The tragedy of Tanguy Ndombele is that he might be the right player for the right team at the wrong time. He feels an innocent victim of regime change. He looked potentially the perfect Pochettino midfielder, probably a very good Jurgen Klopp one and possibly not what Mourinho would want.
Neither manager nor player is fully culpable for a stop-start Spurs career, but there is an undercurrent of distrust already. “I cannot say he is injured,” Mourinho said when the Frenchman asked to be omitted from the win over Brighton. “He is always injured,” the Portuguese stated after Ndombele lasted just 25 minutes against Southampton on New Year’s Day. The manager summed up the summer signing’s time at Tottenham this week as “injured and with lots of problems.”
And while Mourinho branded his performance at Norwich “phenomenal”, it otherwise feels inauspicious for the man who seemed to signal the end of austerity at White Hart Lane. Ndombele was a genuinely ambitious signing and not just because one who arrived at 22 promised a decade of box-to-box running.
Arguably the two best performances by a visiting player at the Etihad Stadium last season came from current Spurs team-mates: Ndombele when Lyon beat Manchester City and Heung-Min Son when Tottenham lost 4-3, but progressed on away goals in the Champions League. That ability to excel against the best, coupled with youth, pointed to a high ceiling.
A combination of attributes equips for the multi-dimensional demands of Klopp and Pochettino. Pace and power, ball-carrying ability and high pass completion rate all contribute to a capacity to overwhelm opponents, to take players out of the game and to link sections of his side.

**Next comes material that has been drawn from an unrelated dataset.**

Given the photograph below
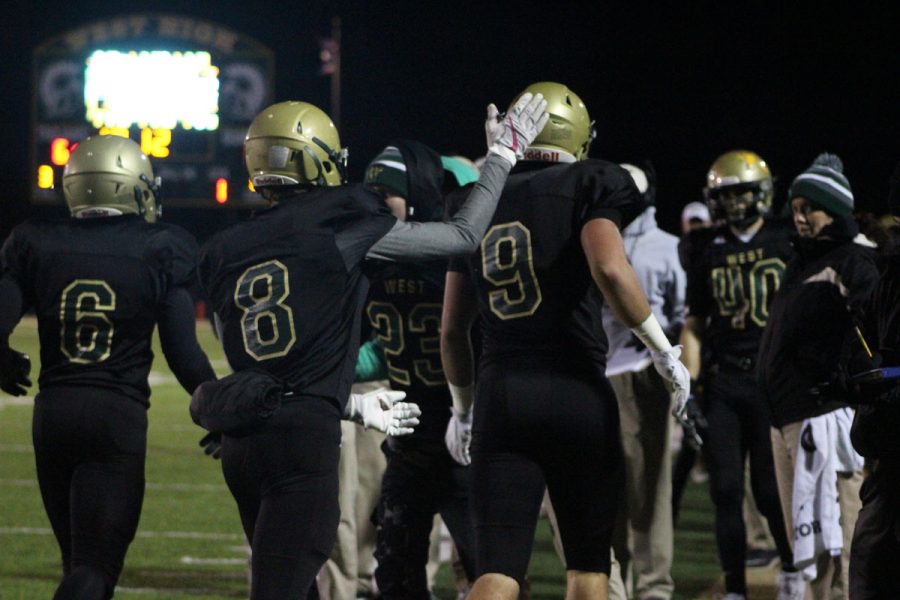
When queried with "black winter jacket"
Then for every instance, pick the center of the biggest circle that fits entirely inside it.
(811, 321)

If it was impossible to clone Mousa Dembele, Ndombele seemed to have more similarities with Pochettino’s idiosyncratic talisman than most. He averaged 2.9 dribbles per game in Ligue Un last season, a total topped only by Eden Hazard and Wilfried Zaha in the Premier League. His pass completion rate was 89.1 per cent; the only English top-flight midfielders with higher figures were Mateo Kovacic, Winks, Ross Barkley, Gini Wijnaldum, Ilkay Gundogan and Jorginho and some of them spend more time in their own half than Ndombele.
That ability to play in high-speed teams and retain the ball in the opposition’s half is a reason why, quietly, Wijnaldum became crucial to Klopp. That group of midfielders show a commonality of thought among three managers whose shared principles differentiate them from Mourinho: Gundogan also used to play for Klopp, Barkley had been a target for Pochettino and Jorginho had been wanted by Pep Guardiola.
The shortcoming in Ndombele’s game may not worry some of them. He has never scored more than two league goals in a season. But Klopp’s midfielders are infrequent scorers. Dembele only got seven in as many seasons for Spurs. Pochettino nevertheless named him among the five “genius” players he had worked with in his career. If Ndombele seemed destined to replace Spurs’ resident genius, now his fate may be to understudy Mourinho’s first transfer.